The iconography of the armed sacrifice should be seen as broadly Italic, and Vergil's word pictures belong to his "Italicizing" strain. There was a freestanding sculpture group of the joint sacrifice by Romulus and Tatius that stood on the Sacra Via near the Temple of Jupiter Stator (itself reputedly founded by Romulus) toward the foot of the Capitoline Hill (Servius ad Aen. 8. 639–41); this or a similar group seems to have existed already in the Republican period, when it was the probable model for many coniuratio scenes: two warriors stick a pig with their swords as part of the religious ceremony by which military oaths of alliance were taken. Since this fetial rite included a sacrifice, not only of the pig but of other victims, it belongs to the category of sacrifices paludatus or "in armor."

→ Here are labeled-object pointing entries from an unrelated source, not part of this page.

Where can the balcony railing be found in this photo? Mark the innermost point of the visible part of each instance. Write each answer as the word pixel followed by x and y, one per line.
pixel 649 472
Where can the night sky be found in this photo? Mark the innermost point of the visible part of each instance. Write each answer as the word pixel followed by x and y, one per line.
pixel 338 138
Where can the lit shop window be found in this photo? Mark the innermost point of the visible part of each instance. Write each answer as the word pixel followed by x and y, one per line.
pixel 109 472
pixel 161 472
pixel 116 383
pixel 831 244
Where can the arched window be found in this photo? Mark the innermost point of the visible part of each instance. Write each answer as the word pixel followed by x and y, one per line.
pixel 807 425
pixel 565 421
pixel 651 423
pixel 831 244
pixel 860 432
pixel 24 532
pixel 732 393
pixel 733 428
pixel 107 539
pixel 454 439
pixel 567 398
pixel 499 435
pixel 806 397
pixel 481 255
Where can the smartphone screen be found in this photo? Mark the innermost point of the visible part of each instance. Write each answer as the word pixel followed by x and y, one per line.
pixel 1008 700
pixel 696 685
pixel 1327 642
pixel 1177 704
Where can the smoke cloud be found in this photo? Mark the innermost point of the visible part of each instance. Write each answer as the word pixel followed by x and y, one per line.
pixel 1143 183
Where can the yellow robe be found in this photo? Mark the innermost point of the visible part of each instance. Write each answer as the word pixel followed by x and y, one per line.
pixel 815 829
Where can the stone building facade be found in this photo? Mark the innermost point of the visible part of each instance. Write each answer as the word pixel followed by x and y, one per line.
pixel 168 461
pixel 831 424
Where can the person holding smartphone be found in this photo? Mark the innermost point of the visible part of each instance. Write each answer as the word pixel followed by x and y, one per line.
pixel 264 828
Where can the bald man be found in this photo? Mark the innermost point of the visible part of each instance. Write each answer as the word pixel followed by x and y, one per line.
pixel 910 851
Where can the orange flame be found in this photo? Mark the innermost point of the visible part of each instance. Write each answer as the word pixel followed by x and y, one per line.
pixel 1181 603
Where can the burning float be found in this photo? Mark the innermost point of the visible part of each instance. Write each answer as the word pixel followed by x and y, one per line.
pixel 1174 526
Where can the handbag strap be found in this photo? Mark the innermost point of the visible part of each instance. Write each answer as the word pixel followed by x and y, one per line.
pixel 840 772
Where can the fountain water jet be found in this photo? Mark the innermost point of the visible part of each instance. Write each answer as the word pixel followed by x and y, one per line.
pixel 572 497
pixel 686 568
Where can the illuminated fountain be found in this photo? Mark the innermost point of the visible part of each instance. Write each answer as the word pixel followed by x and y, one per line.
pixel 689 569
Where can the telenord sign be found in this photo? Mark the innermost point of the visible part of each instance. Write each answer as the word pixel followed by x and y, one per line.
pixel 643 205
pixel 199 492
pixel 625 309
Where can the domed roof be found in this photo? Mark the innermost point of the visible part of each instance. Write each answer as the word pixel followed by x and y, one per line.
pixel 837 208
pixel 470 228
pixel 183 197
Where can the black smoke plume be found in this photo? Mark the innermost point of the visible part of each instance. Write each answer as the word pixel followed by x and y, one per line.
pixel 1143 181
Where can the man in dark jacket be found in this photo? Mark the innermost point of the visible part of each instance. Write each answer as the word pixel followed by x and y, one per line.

Images of the rite first turn up on the gold staters of the Second Punic War (fig. 96); the type is used again in Rome in the later Republic (137 B.C.).[3] In the private sphere it occurs on gems and glass pastes up into the later first century B.C. (fig. 95).[4] We have a sure case of this rite being employed in the historical period of the late Republic, and being so depicted: the Italian forces of the Social War minted a type with a number of warriors on either side of the pig all sticking the unfortunate victim with their swords at once, signifying a pact of alliance between all the anti-Roman contingents.[5]

The armed sacrifice and its depictions were therefore not avoided in Republican Rome and Italy. The BR panel showed the imperator Tiberius performing another recognizably fetial rite involving military oath taking, though not the pig sticking associated with the foedus or coniuratio ; his is the taking of vows to Jupiter at the outset of a military campaign (see below).